According to historical and archaeological reconstructions, Milan was established around 590 BC, probably with the name of Medhelan, by a tribe of Insubri Celts within the context of the Golasecca culture. The Roman historian Tito Livio recounts that Milan was founded by the legendary Celtic leader and warlord Bellovesus in the 6th century BC – in the place where a white scrofa semilanuta, ‘half-woollen sow’, was found – after he had defeated the Etruscans who until then had maintained their hegemony over the area. The archaeological finds have highlighted, for instance, how the first settlement of the newly born Medhelan was located around the current Piazza della Scala.

Legend has it that Bellovesus chose this area for the settlement’s foundation owing to the encounter with the above mentioned half-woollen sow – animal sacred to the Celts and totemic of Goddess Brigid – who was drinking at a nearby spring, and followed her up to a hawthorn bush, interpreting this encounter as a divine, magical and propitiatory sign. In this sense, the etymology of the original name of Milan, Medhelan, is in fact interpreted by some scholars as medio lanae, ‘half woollen’ – so much so that the half-woollen sow remained the symbol of Milan for centuries, before being replaced with the best known ‘Biscione’ snake of the Visconti dinasty, and which we can still admire today in a representation on a pillar of the Palazzo della Ragione, again in the Duomo area.

And that’s not all: the Roman historian Polybius tells that, right in this chosen place, stood the Temple of a Gallic Goddess: Belisama, or Belisma, Celtic Mother Goddess of the arts and of fire, also associated with the cult of water, and whose totemic animal was the white sow – just like Brigid. A Latin inscription found at Saint-Lizier in Aquitaine identifies Belisama with Goddess Minerva / Athena – further demonstration to the fact that here we are in front of the same Goddess under different guises. What’s more, Belisama’s companion was Belanu, god of light, one of the most important deities in Central European culture – note the element Bel in both names, indicating the element of Light in both divinities. All in all, we would be looking at an ancient place of worship of Goddess Belisama, alias Brigid.

So much so that, in other etymological interpretations of the ancient name of Milan, it is believed that, in the Celtic world, a Medhelan was a sanctuary positioned at the centre of precise geographical and astral coordinates and a meeting place for particular religious, political, and commercial occasions – just like the nearby Duomo, Palazzo della Ragione and via Mercanti. The ancient presence, in line with Celtic tradition, of a stone circle or of a nemeton – sacred to the Druids – in the same area has also been hypothesised.
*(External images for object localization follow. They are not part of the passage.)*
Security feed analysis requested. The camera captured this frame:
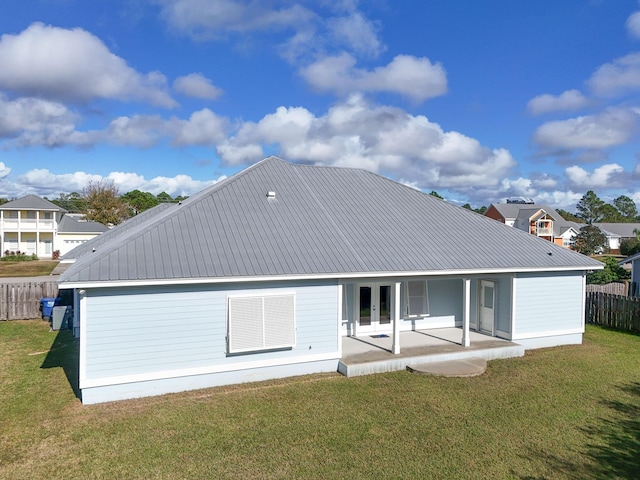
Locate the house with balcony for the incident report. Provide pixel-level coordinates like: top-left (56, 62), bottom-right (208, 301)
top-left (0, 195), bottom-right (108, 259)
top-left (485, 203), bottom-right (583, 248)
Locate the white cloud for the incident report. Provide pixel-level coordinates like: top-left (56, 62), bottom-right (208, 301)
top-left (300, 53), bottom-right (447, 102)
top-left (565, 163), bottom-right (624, 189)
top-left (0, 162), bottom-right (11, 180)
top-left (160, 0), bottom-right (314, 38)
top-left (167, 108), bottom-right (229, 146)
top-left (625, 12), bottom-right (640, 38)
top-left (0, 23), bottom-right (176, 107)
top-left (157, 0), bottom-right (386, 63)
top-left (527, 90), bottom-right (589, 115)
top-left (13, 169), bottom-right (225, 197)
top-left (533, 108), bottom-right (638, 149)
top-left (535, 190), bottom-right (584, 211)
top-left (587, 53), bottom-right (640, 97)
top-left (0, 94), bottom-right (83, 147)
top-left (217, 96), bottom-right (515, 189)
top-left (173, 73), bottom-right (222, 100)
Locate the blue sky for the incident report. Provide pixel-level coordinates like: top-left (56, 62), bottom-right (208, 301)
top-left (0, 0), bottom-right (640, 210)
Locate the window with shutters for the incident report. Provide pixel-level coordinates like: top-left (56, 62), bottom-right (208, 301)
top-left (227, 294), bottom-right (296, 353)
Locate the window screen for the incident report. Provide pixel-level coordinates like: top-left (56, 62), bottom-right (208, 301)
top-left (405, 280), bottom-right (429, 316)
top-left (228, 294), bottom-right (295, 353)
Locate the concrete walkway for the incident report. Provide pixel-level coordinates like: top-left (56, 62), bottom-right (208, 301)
top-left (338, 328), bottom-right (525, 377)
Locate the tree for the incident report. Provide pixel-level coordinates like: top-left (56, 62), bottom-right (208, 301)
top-left (598, 203), bottom-right (624, 223)
top-left (620, 238), bottom-right (640, 257)
top-left (120, 190), bottom-right (160, 215)
top-left (576, 190), bottom-right (604, 224)
top-left (82, 180), bottom-right (129, 225)
top-left (156, 192), bottom-right (173, 203)
top-left (573, 225), bottom-right (607, 255)
top-left (613, 195), bottom-right (638, 223)
top-left (51, 192), bottom-right (86, 213)
top-left (587, 257), bottom-right (630, 285)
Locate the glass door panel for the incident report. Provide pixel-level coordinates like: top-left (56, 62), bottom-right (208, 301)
top-left (378, 285), bottom-right (391, 325)
top-left (360, 287), bottom-right (372, 327)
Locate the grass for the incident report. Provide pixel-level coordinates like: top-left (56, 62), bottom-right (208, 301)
top-left (0, 320), bottom-right (640, 480)
top-left (0, 260), bottom-right (60, 277)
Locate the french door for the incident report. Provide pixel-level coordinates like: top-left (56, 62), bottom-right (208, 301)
top-left (356, 283), bottom-right (392, 335)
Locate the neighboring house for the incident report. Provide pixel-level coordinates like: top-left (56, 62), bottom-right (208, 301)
top-left (594, 223), bottom-right (640, 254)
top-left (56, 213), bottom-right (109, 255)
top-left (618, 253), bottom-right (640, 297)
top-left (484, 203), bottom-right (584, 248)
top-left (60, 157), bottom-right (602, 404)
top-left (0, 195), bottom-right (107, 258)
The most recent archaeological finds support the history of a Milan consecrated to the divine feminine for over 2500 years. In the early 1960s, the excavation works for the construction of the Milanese underground brought to light the remains of the Basilica maior consecrated to Santa Tecla, buried under Duomo’s churchyard, and the Basilica vetus, consecrated to Santa Maria Maggiore, located in correspondence of the cathedral’s apse. And what’s more: on the occasion of Expo 2015, a very important new discovery was announced: the remains of a Temple dedicated to Goddess Minerva under the ruins of Santa Tecla’s church.

Belisama, Minerva, Tecla, Maria Maggiore, and Maria Nascente: Milan’s Duomo, one of the most important cathedrals of Christianity, consecrated, for almost three millennia, to the Goddess, as the golden ‘Madunina’ statue reminds us, still standing tall from the highest pinnacle, protecting my city.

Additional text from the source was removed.